L'ennemi conserva une pression aérienne sur l'atoll. Jour après jour, les bombardiers Nell basés à terre attaquèrent, désormais couverts par des chasseurs Zéro et épaulés par des hydravions Mavis utilisés comme bombardiers, puis bientôt par des bombardiers en piqué Val depuis les porte-avions Soryu et Hiryu. Les avions s'attaquèrent méthodiquement aux positions de défense et aux batteries américaines.

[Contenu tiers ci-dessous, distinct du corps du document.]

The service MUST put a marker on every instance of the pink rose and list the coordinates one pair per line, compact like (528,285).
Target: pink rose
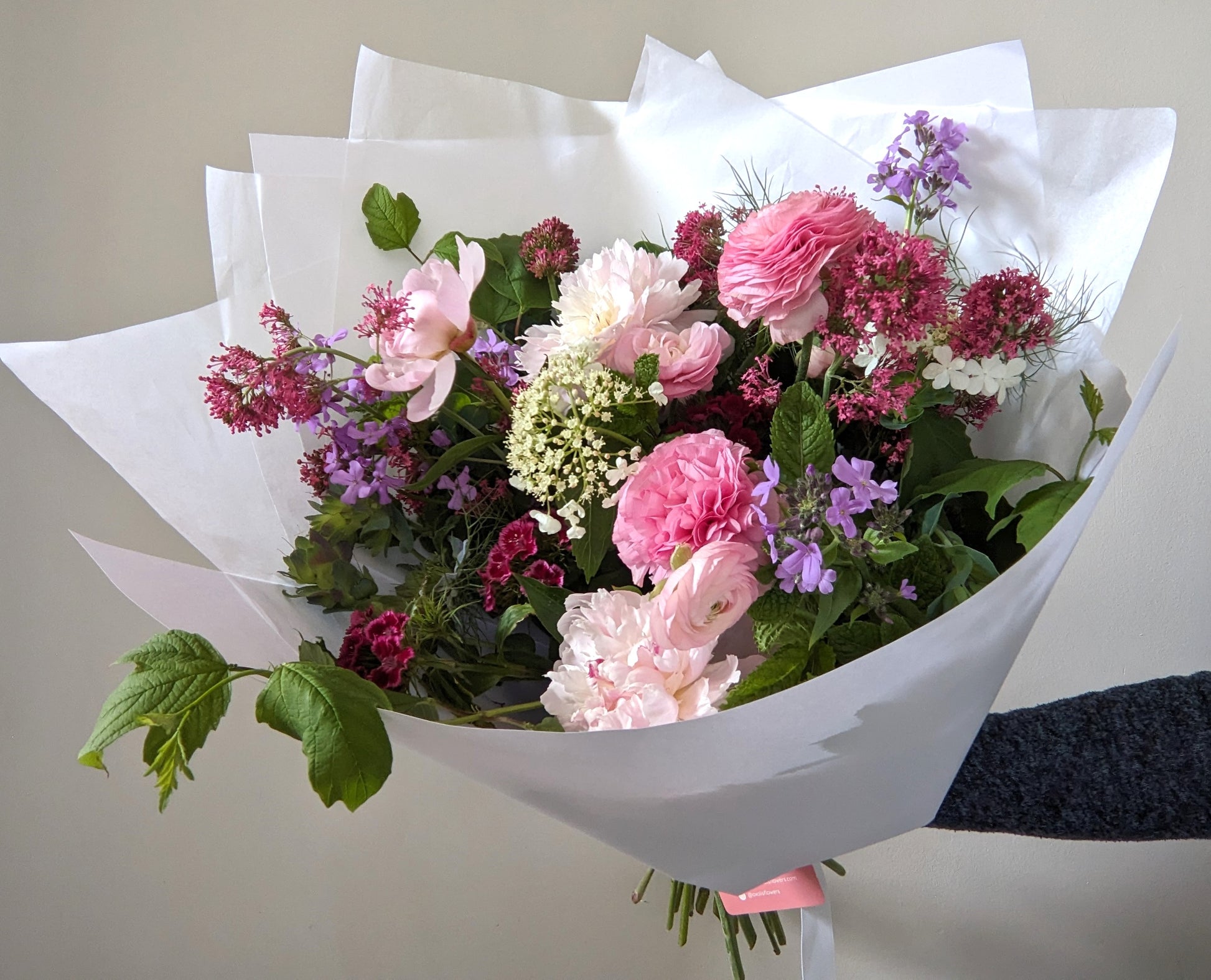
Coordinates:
(693,490)
(770,264)
(706,595)
(422,358)
(688,358)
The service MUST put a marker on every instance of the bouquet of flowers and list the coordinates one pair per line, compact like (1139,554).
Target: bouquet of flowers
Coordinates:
(800,469)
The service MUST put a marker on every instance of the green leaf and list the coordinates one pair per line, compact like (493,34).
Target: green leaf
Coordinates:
(548,602)
(590,550)
(452,457)
(335,714)
(1093,398)
(939,445)
(992,478)
(391,222)
(509,620)
(777,673)
(315,653)
(846,589)
(1042,509)
(171,671)
(647,370)
(801,432)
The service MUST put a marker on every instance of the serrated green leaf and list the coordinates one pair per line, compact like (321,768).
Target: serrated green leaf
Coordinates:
(334,712)
(801,432)
(590,550)
(1042,509)
(509,622)
(1093,399)
(939,445)
(548,602)
(391,222)
(647,370)
(778,673)
(452,457)
(846,589)
(171,671)
(992,478)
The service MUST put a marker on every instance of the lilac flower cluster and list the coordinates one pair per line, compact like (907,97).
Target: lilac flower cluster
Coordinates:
(814,504)
(928,176)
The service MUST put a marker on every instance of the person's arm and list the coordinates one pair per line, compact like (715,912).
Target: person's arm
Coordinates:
(1130,763)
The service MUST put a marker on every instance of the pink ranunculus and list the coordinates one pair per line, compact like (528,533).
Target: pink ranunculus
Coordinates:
(612,674)
(770,264)
(693,490)
(688,358)
(706,595)
(422,358)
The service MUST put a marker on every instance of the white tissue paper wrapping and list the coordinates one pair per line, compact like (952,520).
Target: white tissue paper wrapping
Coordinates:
(853,757)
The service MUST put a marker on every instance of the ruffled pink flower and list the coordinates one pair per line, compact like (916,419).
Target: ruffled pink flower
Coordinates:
(688,358)
(694,490)
(706,595)
(422,358)
(770,264)
(612,674)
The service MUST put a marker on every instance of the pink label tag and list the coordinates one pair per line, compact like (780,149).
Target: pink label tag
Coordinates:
(795,889)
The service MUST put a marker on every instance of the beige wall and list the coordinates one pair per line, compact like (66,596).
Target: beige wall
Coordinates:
(111,111)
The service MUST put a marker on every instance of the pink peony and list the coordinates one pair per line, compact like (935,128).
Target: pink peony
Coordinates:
(688,358)
(612,674)
(706,595)
(770,264)
(694,490)
(422,355)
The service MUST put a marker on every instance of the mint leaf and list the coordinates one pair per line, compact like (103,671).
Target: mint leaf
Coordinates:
(777,673)
(992,478)
(801,432)
(548,602)
(391,222)
(939,445)
(1093,398)
(172,670)
(590,550)
(1042,509)
(846,589)
(335,714)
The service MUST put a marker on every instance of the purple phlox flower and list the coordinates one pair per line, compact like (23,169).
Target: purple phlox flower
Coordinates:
(763,490)
(497,357)
(858,474)
(462,490)
(844,506)
(803,569)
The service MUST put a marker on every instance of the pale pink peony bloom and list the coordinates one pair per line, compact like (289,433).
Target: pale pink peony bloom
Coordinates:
(688,358)
(617,289)
(423,357)
(706,595)
(612,674)
(770,264)
(693,490)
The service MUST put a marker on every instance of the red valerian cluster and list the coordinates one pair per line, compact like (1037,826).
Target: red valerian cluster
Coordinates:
(250,393)
(375,647)
(698,241)
(517,542)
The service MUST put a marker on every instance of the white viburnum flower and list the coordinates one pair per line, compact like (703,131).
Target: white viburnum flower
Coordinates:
(871,350)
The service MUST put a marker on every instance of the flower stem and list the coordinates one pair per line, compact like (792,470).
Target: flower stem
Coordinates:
(493,712)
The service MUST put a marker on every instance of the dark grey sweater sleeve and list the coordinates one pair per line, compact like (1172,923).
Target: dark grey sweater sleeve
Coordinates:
(1130,763)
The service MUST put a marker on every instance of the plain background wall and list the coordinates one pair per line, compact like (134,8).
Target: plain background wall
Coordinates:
(111,111)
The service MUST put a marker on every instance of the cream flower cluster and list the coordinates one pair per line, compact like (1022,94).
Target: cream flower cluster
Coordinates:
(612,674)
(555,445)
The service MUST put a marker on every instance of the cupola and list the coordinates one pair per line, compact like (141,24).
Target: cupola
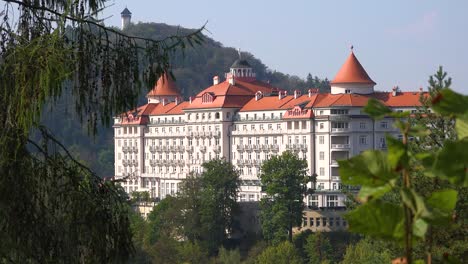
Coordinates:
(165,88)
(241,70)
(352,78)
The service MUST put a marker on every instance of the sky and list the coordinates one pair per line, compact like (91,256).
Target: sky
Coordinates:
(399,42)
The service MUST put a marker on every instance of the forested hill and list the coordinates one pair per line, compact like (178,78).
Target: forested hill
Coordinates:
(193,70)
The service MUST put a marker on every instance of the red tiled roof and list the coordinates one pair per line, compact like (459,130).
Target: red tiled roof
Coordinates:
(231,96)
(165,86)
(352,72)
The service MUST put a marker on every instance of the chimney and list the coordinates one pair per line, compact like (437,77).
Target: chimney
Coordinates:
(282,94)
(258,95)
(297,94)
(395,91)
(231,80)
(313,91)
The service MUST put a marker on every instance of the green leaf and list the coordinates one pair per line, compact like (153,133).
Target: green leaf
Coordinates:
(442,203)
(415,202)
(367,193)
(451,162)
(379,219)
(376,109)
(397,153)
(461,126)
(419,131)
(449,102)
(370,168)
(420,228)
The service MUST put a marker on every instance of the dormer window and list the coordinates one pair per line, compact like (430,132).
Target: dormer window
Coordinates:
(208,97)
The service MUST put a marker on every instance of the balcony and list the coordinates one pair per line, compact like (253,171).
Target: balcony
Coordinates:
(343,129)
(152,149)
(217,149)
(126,149)
(340,146)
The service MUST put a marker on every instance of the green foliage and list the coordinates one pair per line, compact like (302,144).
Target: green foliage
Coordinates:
(228,256)
(366,252)
(318,248)
(378,173)
(284,179)
(52,207)
(283,253)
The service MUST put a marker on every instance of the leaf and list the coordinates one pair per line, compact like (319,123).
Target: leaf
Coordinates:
(415,202)
(442,203)
(419,131)
(370,168)
(376,109)
(449,102)
(451,162)
(397,153)
(379,219)
(461,126)
(420,228)
(367,193)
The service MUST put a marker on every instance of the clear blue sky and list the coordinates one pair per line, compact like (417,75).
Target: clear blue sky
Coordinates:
(399,42)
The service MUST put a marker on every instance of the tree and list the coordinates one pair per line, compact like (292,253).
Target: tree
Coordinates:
(229,256)
(366,252)
(52,207)
(318,248)
(284,180)
(164,220)
(410,219)
(283,253)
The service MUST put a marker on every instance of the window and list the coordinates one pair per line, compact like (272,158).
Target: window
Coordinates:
(242,198)
(332,200)
(382,143)
(339,125)
(363,140)
(339,111)
(313,200)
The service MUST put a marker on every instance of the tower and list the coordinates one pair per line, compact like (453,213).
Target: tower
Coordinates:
(126,16)
(352,78)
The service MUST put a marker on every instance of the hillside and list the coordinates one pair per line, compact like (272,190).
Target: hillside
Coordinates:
(193,70)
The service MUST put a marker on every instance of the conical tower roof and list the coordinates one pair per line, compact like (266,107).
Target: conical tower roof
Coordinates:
(352,72)
(165,86)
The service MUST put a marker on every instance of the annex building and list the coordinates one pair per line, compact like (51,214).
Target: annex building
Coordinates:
(246,121)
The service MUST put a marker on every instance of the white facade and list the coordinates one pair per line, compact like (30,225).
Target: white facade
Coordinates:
(154,152)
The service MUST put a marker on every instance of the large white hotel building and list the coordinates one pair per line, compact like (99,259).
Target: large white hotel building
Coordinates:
(246,121)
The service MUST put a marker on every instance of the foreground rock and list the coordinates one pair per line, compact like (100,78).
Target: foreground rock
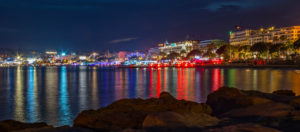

Pendant ce temps, à Pearl Harbor, une expédition de secours était prête
à appareiller. Les secours à proprement parler consistaient dans le
cargo Tangier et le pétrolier Neches : leur mission était d'apporter
munitions et renforts ainsi que de nouveaux avions, et de ramener les
blessés et une partie des civils à Pearl Harbor. L'expédition devait
être protégée des attaques aérienne, de surface ou sous-marine par le
groupe du Saratoga. Ce dernier comprenait le porte-avions du même nom,
trois croiseurs lourd et neuf destroyers. Mais la progression du groupe
était considérablement réduite, la vitesse maximum de son élément le
plus lent, le vieux Neches, étant de 12 noeuds.
Le 21 décembre, des
renseignements parvinrent à Pearl Harbor, indiquant une importante
concentration de forces aériennes basées dans les îles Marshalls, et la
possibilité que le groupe du Saratoga rencontre des éléments de surface
durant son approche de Wake. Sommé de choisir entre la retraite ou le
renforcement de Wake, l'amiral Pye, agissant en tant que chef suprême
de la Flotte du Pacifique, décida finalement que le risque était trop
grand. Au regard des pertes subies à Pearl Harbor, il ne pouvait
prendre le risque de perdre un porte-avions ou un autre navire capital.
Finalement, la flotte de renfort fût rappelée .
Du côté japonais, les mêmes difficultés que pour la première tentatives étaient prévisibles, mais le haut commandement conserva presque inchangées les bases du schéma d'attaque. Le nouveau plan était, au fond, surtout une version amplifiée par ses moyens de l'originale qui avait échouée. Les navires coulés furent remplacés par deux nouveaux destroyers , en plus d'un autre ajouté, le Oboro. En complément, deux porte-avions , suivi des croiseurs lourds Tone et Chikuma et des destroyers Tanikaze et Urakaze, fûrent détachés de la force d'assaut sur Pearl Harbor pour être dirigés sur Wake. L'amiral Isoroku Yamamoto, le commandant en chef de la Flotte combinée, était désormais convaincu que Wake, au contraire d'autres objectifs du centre du Pacifique, était une pierre d'achoppement majeure. Pour laisser le moins possible d'opportunité aux batteries côtières, le débarquement initial fût prévu pour avoir lieu dans l'obscurité, bien avant l'aube. Et pour renforcer la surprise, il n'y aurait pas de bombardement naval préliminaire.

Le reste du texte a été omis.